Few vapers will have missed the news this week that VIP electronic cigarettes have launched their well-known advert on to television. Not only do cigalikes resemble the analogues of yore but also the advert is seen by some to be a throwback to the sexy cig ads of the 70s. News likes to give credence to half-truths, in reality the average tobacco advert of the 1970s was never that sexy.
Professor Barry Glassner, in his book “The Culture of Fear”, argues that the data supporting news media reporting is often weak. He goes on to suggest that the news media is a significant contributor to the fostering and over-exaggeration of fear.
Justin Parkinson writes for the BBC: “E-cigarettes are to be shown on ITV on Monday. And it's deemed too sexual to air before 9pm.” Too sexual? Viewers of Grantchester were treated to two bite-sized chunks of Benny Hill, seaside postcard and Finbarr Saunders-style innuendo. Was this any more sexual than the taboo-breaking kisses on Brookside or Eastenders? In fact, given the response on websites and on social media, it is difficult to work out whether or not the biggest issue is vaping itself or a puritanical objection to the oral sex inference depicted in the advert.

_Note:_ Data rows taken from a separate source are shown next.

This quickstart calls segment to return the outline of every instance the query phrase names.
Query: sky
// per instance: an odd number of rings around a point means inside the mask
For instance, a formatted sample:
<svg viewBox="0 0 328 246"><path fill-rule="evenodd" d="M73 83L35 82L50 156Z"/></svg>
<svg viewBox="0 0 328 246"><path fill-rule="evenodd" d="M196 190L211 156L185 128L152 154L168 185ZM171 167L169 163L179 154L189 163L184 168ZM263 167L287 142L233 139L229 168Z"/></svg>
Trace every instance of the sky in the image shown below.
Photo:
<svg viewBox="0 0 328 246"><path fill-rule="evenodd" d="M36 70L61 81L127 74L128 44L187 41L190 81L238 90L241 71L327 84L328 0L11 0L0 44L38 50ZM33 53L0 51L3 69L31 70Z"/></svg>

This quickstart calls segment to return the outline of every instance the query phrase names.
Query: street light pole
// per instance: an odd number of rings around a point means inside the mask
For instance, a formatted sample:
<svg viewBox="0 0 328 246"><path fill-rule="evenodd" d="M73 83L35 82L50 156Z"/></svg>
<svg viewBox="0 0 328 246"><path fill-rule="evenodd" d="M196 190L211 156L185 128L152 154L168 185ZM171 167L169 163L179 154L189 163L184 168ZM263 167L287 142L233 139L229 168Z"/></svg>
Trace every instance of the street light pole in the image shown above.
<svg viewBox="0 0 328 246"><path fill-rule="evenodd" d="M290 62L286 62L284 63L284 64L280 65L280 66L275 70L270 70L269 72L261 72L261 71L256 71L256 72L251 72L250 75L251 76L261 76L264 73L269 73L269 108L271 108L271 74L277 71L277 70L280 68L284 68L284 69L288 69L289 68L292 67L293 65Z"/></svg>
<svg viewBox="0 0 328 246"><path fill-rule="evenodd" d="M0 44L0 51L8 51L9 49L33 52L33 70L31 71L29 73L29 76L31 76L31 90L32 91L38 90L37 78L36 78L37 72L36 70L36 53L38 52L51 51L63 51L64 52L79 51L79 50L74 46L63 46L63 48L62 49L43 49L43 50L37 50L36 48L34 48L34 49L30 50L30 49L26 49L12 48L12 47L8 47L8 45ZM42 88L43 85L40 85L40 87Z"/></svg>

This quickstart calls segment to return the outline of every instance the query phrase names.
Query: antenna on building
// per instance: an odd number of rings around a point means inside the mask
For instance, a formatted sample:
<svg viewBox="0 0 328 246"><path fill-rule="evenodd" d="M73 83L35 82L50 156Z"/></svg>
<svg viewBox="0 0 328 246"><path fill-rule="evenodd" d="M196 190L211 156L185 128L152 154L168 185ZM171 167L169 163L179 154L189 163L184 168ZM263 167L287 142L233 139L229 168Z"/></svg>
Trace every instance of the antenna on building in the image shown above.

Two versions of the newest ad – a-10 second and a 20-second cut – will run in various post-watershed slots over a period of five weeks. Vapers will have their own opinions as to whether the adverts was tacky, vapid or generally unhelpful in furthering the cause of personal vaping devices. What they will probably all agree on is that the hysterical response claiming that (with reference to Glassner’s media-driven over-exaggeration of fear) the “smoking advert horrifies ITV viewers” neither depicts smoking nor horrifies.
In Liverpool, the Liverpool Echo would have us believe of “Merseyside campaigners' fury” over the adverts. Meanwhile BT, without any evidence to support the banner headline, proclaimed that “E-cig TV ads 'encourage smoking”.
David Levin, VIP’s co-founder, said: "This will mark the first time in almost 50 years that TV audiences see someone exhale what appears to be cigarette smoke on an ad. However, it is actually vapour from an e-cigarette that they will see. VIP is aimed at adults and, as such, all adverts will appear in suitable programmes after the watershed. E-cigarettes have been shown to be a healthier alternative to tobacco and this is about helping people who want to smoke to make a healthier choice."
Some will regret that any message about the health benefits of vaping has been subsumed by the controversy regarding the sexualisation of the product – but then VIP are more interested in the bottom line…if that can be written without someone going ‘fnarr’ in their head.
What will probably concern vapers more are the resulting comments by Sky’s resident celebrity news doctor, Daisy Bennett: “There are different flavours coming out with e-cigarettes and flavours such as candy flavours, pop-corn flavours I think are, seem like they are targeting children.”
Will the adverts spark debate and the opportunity to put over the positive research or is this going to be nothing more than a chance for people to vent and froth?